In light of this, a group of scientists from the Gwangju Institute of Science and Technology (GIST) in South Korea, led by Professor Chanho Pak, created a charge-confinement layer in a recent study. This layer controls the transfer of injected charges between the triboelectric film and the electrode to increase the charge density on the surface of the triboelectric film.
“In the design of high-performance TENGs, it is critical to transport the charge on the surface to a deep position while reducing charge recombination,” says Prof. Pak. To make the layers, the researchers used electrospun mesoporous carbon spheres together with layers of polyvinylidene fluoride (PVDF) and nylon. The carbon spheres, which trap charges on the surface, were arranged in ascending order of their specific surface areas, making for a gradient charge-confinement layer. As a result of this gradient arrangement, the injected charges could drift towards the electrode but were confined just before reaching it. “The layers transport as well as confine the charges,” explains Prof. Pak.

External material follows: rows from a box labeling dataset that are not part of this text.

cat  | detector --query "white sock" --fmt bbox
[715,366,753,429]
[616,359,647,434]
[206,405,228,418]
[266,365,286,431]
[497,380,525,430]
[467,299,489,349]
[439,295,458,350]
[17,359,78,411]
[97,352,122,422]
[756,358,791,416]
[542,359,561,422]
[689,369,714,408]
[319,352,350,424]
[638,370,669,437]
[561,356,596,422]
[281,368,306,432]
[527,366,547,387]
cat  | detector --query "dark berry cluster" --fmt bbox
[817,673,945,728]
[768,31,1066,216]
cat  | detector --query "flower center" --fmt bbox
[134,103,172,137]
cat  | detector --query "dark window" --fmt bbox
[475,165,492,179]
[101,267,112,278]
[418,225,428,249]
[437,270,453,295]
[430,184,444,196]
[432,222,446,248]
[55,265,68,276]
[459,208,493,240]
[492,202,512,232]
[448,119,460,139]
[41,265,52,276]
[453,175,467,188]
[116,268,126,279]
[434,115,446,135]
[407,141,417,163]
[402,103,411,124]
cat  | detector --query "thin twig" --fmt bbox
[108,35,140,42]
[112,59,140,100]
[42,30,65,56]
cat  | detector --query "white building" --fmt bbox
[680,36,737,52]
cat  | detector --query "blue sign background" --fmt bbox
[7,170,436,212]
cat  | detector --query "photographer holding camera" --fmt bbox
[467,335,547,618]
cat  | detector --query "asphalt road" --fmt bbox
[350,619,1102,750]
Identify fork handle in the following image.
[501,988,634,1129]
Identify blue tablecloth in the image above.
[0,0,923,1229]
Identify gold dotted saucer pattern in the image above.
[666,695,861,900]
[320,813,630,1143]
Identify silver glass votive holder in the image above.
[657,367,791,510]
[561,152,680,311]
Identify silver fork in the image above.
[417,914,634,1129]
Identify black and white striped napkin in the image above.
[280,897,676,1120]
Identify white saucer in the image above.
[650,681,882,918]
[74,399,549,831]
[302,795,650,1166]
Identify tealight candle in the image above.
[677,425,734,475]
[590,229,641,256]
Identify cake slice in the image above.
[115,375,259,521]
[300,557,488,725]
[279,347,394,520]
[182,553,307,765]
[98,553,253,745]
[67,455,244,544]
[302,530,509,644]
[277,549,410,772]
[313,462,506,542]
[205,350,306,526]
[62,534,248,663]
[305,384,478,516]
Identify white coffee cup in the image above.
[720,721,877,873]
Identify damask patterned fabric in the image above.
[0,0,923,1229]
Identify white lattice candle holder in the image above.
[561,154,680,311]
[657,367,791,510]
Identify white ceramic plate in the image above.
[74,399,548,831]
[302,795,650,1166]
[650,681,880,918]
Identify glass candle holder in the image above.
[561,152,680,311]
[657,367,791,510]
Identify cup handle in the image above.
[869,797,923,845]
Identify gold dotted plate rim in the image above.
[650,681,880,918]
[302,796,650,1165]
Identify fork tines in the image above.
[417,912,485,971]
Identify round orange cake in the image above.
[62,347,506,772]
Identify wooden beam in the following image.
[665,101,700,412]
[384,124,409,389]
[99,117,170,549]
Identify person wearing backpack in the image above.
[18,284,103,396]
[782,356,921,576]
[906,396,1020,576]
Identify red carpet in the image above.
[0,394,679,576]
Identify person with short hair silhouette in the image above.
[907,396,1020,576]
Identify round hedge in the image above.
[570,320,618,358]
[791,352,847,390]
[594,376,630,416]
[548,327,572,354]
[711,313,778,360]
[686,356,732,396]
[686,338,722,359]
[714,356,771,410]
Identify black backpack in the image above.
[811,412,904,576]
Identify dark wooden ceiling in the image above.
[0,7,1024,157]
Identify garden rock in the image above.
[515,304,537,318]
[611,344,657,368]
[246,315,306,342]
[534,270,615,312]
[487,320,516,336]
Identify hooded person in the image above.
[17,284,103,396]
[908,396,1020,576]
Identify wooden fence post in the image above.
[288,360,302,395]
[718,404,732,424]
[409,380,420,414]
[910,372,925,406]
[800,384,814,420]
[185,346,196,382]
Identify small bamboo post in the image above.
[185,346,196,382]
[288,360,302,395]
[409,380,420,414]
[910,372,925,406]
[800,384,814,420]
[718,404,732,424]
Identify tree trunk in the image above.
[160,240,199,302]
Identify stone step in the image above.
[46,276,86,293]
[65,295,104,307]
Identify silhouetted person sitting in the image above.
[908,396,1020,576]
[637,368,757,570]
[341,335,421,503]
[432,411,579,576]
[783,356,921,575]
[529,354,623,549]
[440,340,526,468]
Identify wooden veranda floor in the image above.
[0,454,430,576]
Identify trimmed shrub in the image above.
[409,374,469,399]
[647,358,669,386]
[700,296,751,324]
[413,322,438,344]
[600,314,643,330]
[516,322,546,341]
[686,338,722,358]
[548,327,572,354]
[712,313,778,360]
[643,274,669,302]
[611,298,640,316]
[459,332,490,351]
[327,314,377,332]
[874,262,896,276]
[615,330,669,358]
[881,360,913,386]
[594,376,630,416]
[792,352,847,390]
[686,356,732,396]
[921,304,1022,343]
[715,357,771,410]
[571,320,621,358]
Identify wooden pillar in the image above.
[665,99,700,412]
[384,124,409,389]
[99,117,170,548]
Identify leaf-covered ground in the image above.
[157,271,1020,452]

The layers enable the triboelectric material to maintain more charge by transferring the injected charges away from the surface where they would build up and reject one another. A triboelectric surface with a higher charge density is produced by confining the charges close to the electrodes since doing so prevents charge loss due to recombination.
The researchers increased the output voltage and current of the TENG by 40 and 7 times, respectively, with the inclusion of charge-confining layers. Additionally, they managed to dramatically increase output current by a factor of 1300 by combining a cylindrical TENG and an electromagnetic generator.
“With these promising results, TENGs could one day be powerful enough to serve as sustainable energy harvesters as well as power wearable devices of the future,” says Prof. Pak.